During the ongoing coronavirus pandemic, lifestyles have seen significant changes due to causes including a long period of self-restraint in going outside. Although the declaration of emergency has been lifted in Japan, the effects of the pandemic continue. This paper examines circumstances surrounding the increasing demand for food delivery services during the pandemic, with reference to relationships to mobility.
The long-term shift to service consumption, and the necessity of external services
Before examining the topic, I would like to survey the background to the increasing need in Japan for outsourcing of household labor, including delivery services, prior to the pandemic.
Consumption behavior in postwar Japan has shifted over a long period of time from mass-production-oriented passive consumption of goods, to individual-led diverse consumption behavior. From as early as the 1970s, following the proliferation and saturation of consumer durables centered on home appliances and automobiles as well as the subsequent two oil crises, a shift is said to have been occurring from uniform consumption of goods to consumption of individualized diverse goods and consumption of services with a focus on experiences.[i]
Another element behind the heightened need for service consumption has been changes in the household environment.[ii] In other words, due to the declining birthrate, aging population, the entry of women into the labor market, the increase in dual-income households (Fig. 1)[iii] and the increase in single-person households (Fig. 2)[iv], demand grew for services enabling the outsourcing of housework, childrearing, nursing care, and other domestic work (so-called external services).

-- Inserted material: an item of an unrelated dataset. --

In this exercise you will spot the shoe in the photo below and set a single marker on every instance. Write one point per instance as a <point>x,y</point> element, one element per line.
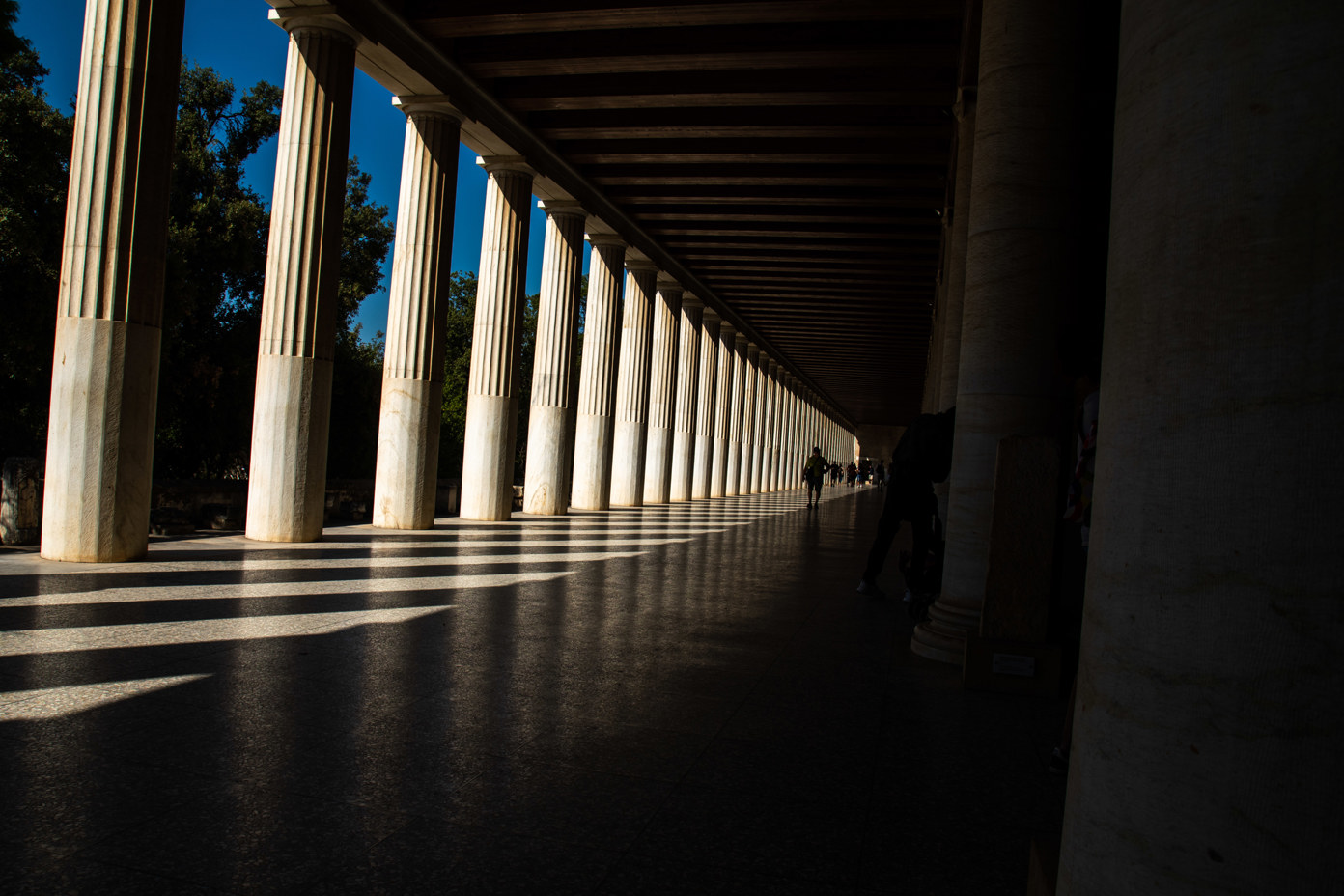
<point>870,589</point>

In particular, double-income households roughly doubled while households with full-time housewives[v] roughly halved between 1980 and 2019, pointing to increasing need for the division and streamlining of domestic work.
Fig. 1: Changes in number of households with full-time housewives and number of dual-income households
Fig. 2: Change in the composition ratio of number of households, by household structure
Moreover, smartphone apps and other recent technological innovations are driving the realization of diverse and tailored external services.
It is thought that, during the pandemic, many people have avoided going out in response to the emergency declaration, requests to suspend business, stay-at-home policies, or simply the personal desire to avoid the risk of infection, resulting in a high number of users of delivery and other external services. I will examine this below.
Home delivery demand under the pandemic
Demand for home delivery grew during the pandemic, due to the need to procure goods, eat, and enjoy entertainment while avoiding going out.
As an example showing the relationship between consumers and delivery services during the period of refraining from going out, a look at the mail order marketplace reveals considerable growth in demand for Amazon and Rakuten home delivery services.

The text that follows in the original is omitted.